Routes of Roots Grounded in Multiple Diasporas: A Sociohistorical Perspective of Family and Identity in Caribbean Family History

Conference: The European Conference on Arts & Humanities (ECAH2022)
Title: Routes of Roots Grounded in Multiple Diasporas: A Sociohistorical Perspective of Family and Identity in Caribbean Family History
Stream: Sexuality, Gender, Families
Presentation Type: Oral Presentation
Authors:
Melsia Tomlin-Kraftner, Bournemouth University, United Kingdom

Abstract:

Family history can lead one down the path of finding ancestors one would never dream of finding and these discoveries either shape identity positively or reveal unreversible skeletons in the cupboards.

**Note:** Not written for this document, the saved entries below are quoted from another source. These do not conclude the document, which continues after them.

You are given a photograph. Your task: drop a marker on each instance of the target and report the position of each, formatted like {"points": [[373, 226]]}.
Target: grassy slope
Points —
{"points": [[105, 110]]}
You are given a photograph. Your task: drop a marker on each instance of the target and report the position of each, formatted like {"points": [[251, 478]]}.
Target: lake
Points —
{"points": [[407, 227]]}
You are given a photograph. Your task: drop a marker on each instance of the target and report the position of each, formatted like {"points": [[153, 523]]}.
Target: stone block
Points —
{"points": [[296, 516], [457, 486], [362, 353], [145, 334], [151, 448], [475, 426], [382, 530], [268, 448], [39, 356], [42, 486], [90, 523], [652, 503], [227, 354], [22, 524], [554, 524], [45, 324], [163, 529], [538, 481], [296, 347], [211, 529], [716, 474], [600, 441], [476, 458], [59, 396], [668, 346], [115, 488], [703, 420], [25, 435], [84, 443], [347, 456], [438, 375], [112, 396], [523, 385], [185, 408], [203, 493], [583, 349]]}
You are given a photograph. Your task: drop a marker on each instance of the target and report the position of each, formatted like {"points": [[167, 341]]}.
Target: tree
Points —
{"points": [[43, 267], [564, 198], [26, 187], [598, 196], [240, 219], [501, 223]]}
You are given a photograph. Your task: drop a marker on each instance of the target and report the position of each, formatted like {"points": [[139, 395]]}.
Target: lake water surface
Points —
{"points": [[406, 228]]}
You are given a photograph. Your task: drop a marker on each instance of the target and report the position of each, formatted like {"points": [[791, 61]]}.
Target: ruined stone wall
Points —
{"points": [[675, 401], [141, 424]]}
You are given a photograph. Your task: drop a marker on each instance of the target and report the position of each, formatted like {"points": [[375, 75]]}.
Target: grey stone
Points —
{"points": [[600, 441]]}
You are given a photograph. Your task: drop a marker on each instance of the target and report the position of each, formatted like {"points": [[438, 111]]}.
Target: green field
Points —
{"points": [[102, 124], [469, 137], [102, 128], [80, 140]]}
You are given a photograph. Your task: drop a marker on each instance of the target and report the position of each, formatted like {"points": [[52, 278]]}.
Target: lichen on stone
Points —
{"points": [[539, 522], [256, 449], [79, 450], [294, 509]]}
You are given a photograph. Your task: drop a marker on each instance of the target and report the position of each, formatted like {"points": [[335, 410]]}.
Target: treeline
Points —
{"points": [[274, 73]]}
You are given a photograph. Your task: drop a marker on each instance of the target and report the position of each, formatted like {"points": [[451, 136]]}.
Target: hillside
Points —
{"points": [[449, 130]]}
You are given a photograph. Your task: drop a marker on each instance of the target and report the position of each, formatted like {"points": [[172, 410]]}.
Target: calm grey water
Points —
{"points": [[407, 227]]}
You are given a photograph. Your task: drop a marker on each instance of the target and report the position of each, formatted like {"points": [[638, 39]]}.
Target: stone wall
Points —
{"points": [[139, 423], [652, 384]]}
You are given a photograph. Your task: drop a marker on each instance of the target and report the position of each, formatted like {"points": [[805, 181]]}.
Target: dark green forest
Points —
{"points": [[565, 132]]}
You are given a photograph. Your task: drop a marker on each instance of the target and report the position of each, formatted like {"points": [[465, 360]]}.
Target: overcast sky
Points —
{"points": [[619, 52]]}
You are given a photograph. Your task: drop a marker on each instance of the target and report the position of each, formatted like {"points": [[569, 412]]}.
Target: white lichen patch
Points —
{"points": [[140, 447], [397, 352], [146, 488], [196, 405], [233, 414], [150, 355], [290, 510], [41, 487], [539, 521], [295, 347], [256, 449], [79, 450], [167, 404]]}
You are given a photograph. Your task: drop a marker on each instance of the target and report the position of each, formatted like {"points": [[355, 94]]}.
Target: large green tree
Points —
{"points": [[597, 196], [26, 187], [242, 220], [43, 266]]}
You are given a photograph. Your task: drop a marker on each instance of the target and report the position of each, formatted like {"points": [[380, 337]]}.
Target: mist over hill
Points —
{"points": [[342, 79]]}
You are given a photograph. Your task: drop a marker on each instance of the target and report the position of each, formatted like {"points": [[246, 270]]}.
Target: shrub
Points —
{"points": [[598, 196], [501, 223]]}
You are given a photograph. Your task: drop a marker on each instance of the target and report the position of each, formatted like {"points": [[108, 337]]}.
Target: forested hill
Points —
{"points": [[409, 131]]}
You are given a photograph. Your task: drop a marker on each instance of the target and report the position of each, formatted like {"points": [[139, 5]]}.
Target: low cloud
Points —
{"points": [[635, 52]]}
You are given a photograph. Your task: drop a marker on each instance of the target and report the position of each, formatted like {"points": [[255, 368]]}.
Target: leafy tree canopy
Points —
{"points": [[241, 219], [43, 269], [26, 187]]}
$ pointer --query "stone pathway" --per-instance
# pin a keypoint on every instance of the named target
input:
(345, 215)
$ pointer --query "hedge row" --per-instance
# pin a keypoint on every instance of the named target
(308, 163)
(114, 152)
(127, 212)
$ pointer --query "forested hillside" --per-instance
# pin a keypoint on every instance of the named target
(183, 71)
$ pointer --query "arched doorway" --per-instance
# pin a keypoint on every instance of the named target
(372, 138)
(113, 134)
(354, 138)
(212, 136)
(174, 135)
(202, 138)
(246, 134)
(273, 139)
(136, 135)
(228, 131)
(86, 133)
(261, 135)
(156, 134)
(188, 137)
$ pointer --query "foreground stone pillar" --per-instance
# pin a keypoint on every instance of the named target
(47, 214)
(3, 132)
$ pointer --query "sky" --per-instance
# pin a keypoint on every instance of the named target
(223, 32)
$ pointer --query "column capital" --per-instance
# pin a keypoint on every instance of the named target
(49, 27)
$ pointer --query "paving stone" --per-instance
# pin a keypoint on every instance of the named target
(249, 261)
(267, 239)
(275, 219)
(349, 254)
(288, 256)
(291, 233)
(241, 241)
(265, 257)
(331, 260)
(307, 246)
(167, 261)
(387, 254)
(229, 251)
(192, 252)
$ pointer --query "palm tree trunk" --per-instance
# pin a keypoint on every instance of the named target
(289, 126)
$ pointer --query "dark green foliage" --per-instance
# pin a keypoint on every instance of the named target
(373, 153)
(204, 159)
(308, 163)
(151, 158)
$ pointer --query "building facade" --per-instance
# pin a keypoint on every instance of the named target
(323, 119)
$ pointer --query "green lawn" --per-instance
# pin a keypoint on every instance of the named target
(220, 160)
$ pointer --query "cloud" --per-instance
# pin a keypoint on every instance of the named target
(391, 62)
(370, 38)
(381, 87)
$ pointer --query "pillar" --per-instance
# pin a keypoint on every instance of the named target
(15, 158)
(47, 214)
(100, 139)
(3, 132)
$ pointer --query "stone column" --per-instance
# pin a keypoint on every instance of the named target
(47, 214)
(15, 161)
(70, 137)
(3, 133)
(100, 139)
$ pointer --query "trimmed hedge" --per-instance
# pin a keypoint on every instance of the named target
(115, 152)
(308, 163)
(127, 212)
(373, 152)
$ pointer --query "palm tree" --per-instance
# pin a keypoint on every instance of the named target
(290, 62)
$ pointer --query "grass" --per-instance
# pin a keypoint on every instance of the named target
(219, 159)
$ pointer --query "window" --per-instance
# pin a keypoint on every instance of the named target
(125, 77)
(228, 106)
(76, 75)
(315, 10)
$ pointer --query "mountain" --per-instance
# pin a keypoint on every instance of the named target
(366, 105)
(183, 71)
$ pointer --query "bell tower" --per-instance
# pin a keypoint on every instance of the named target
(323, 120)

No matter where the people of the Caribbean came from, it involved fighting, pain, sweat, death, grief, tears, and survival of the fittest. Engaging an autoethnographic study of the sociohistorical pages of one family’s complicated and intriguing ancestry, highlighted common themes running through the veins of Caribbean people’s ancestors, from enslaved Africans /Creoles, stolen Irish & Scottish children, Scottish Border Reivers, British/Scottish soldiers, Jews banished from Spain/Portugal through the Spanish Inquisition or all together for Jamaicans with their motto ‘Out of Many ONE People.’

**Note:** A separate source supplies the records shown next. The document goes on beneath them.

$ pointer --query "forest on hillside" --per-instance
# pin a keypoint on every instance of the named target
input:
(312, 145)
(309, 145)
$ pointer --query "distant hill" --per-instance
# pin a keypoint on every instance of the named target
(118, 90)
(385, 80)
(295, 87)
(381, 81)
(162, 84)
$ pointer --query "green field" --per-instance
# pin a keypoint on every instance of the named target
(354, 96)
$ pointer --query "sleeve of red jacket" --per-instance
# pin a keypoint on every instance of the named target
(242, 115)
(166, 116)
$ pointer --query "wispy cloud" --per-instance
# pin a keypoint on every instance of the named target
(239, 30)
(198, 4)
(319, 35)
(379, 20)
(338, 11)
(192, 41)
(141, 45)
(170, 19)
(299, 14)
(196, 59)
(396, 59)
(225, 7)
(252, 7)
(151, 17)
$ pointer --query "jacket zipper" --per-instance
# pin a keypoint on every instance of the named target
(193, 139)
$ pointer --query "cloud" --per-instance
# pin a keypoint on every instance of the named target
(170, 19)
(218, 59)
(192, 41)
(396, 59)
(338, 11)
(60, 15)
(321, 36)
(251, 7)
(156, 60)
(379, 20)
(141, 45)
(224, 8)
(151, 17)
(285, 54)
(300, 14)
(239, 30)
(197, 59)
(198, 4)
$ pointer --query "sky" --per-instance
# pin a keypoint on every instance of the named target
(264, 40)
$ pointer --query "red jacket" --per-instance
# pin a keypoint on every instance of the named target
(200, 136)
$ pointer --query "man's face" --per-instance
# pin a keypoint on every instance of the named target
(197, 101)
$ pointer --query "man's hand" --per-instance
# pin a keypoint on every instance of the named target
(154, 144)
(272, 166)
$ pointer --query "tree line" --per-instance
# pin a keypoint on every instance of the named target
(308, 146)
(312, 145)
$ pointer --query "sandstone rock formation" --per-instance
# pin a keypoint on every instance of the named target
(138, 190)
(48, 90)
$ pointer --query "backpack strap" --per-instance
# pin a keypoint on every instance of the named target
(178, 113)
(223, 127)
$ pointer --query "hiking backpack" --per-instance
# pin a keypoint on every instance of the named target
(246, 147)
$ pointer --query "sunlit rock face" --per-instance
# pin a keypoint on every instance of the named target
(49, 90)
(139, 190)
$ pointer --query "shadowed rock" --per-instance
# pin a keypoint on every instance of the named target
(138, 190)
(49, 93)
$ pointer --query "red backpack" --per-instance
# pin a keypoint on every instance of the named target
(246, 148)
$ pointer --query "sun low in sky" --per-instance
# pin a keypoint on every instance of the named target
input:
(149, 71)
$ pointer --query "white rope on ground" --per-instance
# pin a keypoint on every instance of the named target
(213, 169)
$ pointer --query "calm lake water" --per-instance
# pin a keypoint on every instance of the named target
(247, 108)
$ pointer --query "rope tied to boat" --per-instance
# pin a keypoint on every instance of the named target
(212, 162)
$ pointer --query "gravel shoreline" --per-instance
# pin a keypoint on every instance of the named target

The objective is to understand the intersections of multiple diasporas in multi-ethnic Black Jamaican families taken from two parishes, to examine aspects of slave society, colonial life, and how that impacted on the genealogical study, lineage, and identity, within a consanguineous kin clan from Jamaica. The research question focused on how mixed-heritage people traversed the colonial terrain of slave society, and especially women’s contribution to developing that society. The results highlighted a slave society where mixed-heritage women were rational socioeconomic actors and matriarchal responsibilities carried through to the Windrush period, to today’s society. This presentation through an academic autoethnographic journey triangulated DNA testing, prosopography, historical research, genealogical research and ‘word of mouth’ stories from the matriarchs and patriarchs of the family. This study of ancestors has unlocked the core elements of identity, will-power, and self-preservation.